DiffSim: Aligning Diffusion Model and Molecular Dynamics Simulation for Accurate Blind Docking
摘要
评审与讨论
This paper proposes DiffSim, a denoising diffusion model of MD simulation for protein-ligand docking. The authors create an MD dataset themselves, which is another critical contribution to the community.
优点
- This paper studies an important question of MD simulation.
- The authors generate the MD dataset, which is quite valuable.
缺点
I think one main concern of this paper is the lack of related works and baselines. Other comments may come next after this is solved.
I can understand the technical novelty of DiffSim if we follow the DiffDock research line. However, from the AI for MD literature, there have been several published works on using denoising diffusion for MD simulation [1,2,3]. They are not cited and compared in this work, and I would like to know the authors’ feedback on this.
[1] Wu, Fang, and Stan Z. Li. "DIFFMD: a geometric diffusion model for molecular dynamics simulations." Proceedings of the AAAI Conference on Artificial Intelligence. Vol. 37. No. 4. 2023.

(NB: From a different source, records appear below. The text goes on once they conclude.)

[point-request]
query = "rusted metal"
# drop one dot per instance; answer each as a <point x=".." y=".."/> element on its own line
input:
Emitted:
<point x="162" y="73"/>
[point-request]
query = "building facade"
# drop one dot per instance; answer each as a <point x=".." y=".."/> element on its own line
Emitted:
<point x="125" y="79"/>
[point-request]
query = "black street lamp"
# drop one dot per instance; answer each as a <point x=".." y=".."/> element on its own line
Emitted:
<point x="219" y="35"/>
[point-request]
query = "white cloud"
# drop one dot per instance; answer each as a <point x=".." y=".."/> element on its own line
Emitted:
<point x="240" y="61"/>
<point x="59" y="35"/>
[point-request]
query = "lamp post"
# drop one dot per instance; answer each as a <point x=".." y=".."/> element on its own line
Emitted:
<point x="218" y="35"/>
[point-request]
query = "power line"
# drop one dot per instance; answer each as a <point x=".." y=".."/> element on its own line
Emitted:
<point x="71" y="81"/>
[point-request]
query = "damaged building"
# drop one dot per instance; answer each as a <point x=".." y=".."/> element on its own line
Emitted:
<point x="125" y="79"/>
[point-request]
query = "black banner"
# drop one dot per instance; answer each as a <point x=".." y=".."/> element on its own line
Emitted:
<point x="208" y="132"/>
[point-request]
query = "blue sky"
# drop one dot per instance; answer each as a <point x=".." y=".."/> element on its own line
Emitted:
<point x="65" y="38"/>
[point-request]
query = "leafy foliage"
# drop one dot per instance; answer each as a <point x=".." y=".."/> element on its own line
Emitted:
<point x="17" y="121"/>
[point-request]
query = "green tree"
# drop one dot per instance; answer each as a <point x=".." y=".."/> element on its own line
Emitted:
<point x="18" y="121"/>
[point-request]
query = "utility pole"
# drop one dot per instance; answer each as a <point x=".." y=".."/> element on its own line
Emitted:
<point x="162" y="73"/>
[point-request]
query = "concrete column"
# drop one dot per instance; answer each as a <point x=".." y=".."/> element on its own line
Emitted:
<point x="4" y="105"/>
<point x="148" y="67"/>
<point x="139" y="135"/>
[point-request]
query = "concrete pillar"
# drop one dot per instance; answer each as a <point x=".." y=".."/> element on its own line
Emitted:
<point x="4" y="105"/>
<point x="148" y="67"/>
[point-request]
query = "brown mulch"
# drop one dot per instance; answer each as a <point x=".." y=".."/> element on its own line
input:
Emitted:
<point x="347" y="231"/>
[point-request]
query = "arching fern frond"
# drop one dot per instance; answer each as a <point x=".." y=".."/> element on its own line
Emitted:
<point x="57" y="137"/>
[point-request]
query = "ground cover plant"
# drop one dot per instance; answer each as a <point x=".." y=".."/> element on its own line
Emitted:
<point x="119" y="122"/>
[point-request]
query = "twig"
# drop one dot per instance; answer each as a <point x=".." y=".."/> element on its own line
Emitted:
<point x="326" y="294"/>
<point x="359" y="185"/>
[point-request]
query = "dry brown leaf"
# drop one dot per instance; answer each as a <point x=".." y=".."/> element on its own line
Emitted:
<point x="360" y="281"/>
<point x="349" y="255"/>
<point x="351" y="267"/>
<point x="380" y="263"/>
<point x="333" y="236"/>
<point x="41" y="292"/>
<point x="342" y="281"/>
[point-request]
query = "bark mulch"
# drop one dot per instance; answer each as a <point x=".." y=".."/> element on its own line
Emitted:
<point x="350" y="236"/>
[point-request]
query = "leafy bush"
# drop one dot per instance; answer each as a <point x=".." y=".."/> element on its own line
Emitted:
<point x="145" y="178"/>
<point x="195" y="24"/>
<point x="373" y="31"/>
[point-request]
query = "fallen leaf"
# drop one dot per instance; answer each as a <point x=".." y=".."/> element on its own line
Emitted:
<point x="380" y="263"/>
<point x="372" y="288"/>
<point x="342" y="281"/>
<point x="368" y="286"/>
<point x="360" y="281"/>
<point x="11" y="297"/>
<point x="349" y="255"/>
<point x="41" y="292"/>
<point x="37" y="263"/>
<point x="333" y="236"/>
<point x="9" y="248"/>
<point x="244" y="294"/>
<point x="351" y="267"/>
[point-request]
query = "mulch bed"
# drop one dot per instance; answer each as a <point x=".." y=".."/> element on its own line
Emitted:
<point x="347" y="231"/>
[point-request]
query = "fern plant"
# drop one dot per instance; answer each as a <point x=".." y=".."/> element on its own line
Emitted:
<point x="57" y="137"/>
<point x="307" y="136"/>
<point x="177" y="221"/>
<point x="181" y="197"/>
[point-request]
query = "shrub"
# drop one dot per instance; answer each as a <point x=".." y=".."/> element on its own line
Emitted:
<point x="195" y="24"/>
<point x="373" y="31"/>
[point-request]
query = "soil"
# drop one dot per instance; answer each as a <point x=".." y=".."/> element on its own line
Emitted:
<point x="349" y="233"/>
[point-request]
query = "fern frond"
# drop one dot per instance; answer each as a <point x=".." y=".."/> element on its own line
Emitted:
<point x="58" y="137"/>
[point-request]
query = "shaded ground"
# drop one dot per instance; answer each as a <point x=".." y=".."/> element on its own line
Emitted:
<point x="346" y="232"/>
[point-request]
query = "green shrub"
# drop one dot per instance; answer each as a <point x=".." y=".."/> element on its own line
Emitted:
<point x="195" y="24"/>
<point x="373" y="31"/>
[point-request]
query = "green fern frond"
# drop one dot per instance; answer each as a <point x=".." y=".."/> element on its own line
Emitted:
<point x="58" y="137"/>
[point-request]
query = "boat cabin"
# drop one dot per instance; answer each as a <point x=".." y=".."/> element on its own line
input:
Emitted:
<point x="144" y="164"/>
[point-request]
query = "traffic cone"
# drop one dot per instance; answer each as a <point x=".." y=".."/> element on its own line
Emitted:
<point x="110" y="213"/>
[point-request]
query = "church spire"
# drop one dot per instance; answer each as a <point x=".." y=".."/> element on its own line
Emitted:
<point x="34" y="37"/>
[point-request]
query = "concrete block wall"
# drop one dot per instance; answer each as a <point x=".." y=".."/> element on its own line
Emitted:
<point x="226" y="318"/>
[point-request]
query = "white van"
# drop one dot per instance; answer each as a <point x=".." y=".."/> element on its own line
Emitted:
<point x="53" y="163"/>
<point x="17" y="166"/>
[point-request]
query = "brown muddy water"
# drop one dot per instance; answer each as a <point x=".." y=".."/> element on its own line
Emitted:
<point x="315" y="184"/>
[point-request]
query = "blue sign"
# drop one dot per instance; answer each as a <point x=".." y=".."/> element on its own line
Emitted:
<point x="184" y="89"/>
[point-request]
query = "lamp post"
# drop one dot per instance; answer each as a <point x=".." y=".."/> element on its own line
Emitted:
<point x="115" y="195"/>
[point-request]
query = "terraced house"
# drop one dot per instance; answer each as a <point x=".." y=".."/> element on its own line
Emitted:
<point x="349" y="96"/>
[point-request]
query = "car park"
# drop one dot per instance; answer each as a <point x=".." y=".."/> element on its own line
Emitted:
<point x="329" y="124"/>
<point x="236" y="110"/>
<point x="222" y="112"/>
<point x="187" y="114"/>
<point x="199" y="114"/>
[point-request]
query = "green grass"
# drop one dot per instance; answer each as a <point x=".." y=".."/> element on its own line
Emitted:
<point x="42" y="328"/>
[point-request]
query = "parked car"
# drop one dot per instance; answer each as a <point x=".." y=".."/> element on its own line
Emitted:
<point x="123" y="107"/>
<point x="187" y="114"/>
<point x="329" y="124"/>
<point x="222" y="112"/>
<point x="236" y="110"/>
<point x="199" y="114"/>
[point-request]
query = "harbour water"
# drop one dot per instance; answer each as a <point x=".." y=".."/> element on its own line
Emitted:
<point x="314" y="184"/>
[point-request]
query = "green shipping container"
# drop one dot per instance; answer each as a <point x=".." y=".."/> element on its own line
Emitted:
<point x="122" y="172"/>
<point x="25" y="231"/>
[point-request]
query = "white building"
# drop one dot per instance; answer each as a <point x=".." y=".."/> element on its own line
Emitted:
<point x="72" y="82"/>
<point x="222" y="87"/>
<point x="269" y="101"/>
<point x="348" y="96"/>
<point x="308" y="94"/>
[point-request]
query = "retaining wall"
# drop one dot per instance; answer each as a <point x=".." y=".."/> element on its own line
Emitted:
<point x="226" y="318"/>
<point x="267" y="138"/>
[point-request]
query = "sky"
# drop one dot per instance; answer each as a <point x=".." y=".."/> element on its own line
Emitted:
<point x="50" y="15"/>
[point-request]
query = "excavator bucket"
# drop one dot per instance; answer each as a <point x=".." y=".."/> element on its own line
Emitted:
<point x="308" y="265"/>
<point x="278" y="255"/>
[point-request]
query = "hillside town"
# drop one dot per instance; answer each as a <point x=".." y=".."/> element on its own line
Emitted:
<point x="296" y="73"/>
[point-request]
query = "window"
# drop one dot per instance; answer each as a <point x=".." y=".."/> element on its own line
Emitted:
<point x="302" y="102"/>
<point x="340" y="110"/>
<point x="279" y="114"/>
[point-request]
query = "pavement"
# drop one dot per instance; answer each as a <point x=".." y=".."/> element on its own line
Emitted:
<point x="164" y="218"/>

[2] Arts, Marloes, et al. "Two for one: Diffusion models and force fields for coarse-grained molecular dynamics." Journal of Chemical Theory and Computation 19.18 (2023): 6151-6159.
[3] Fu, Xiang, et al. "Simulate Time-integrated Coarse-grained Molecular Dynamics with Multi-scale Graph Networks." Transactions on Machine Learning Research (2023).
问题
See above.
Dear Reviewer HbHG,
Thank you for your feedback and for bringing the AI for MD literature to our attention.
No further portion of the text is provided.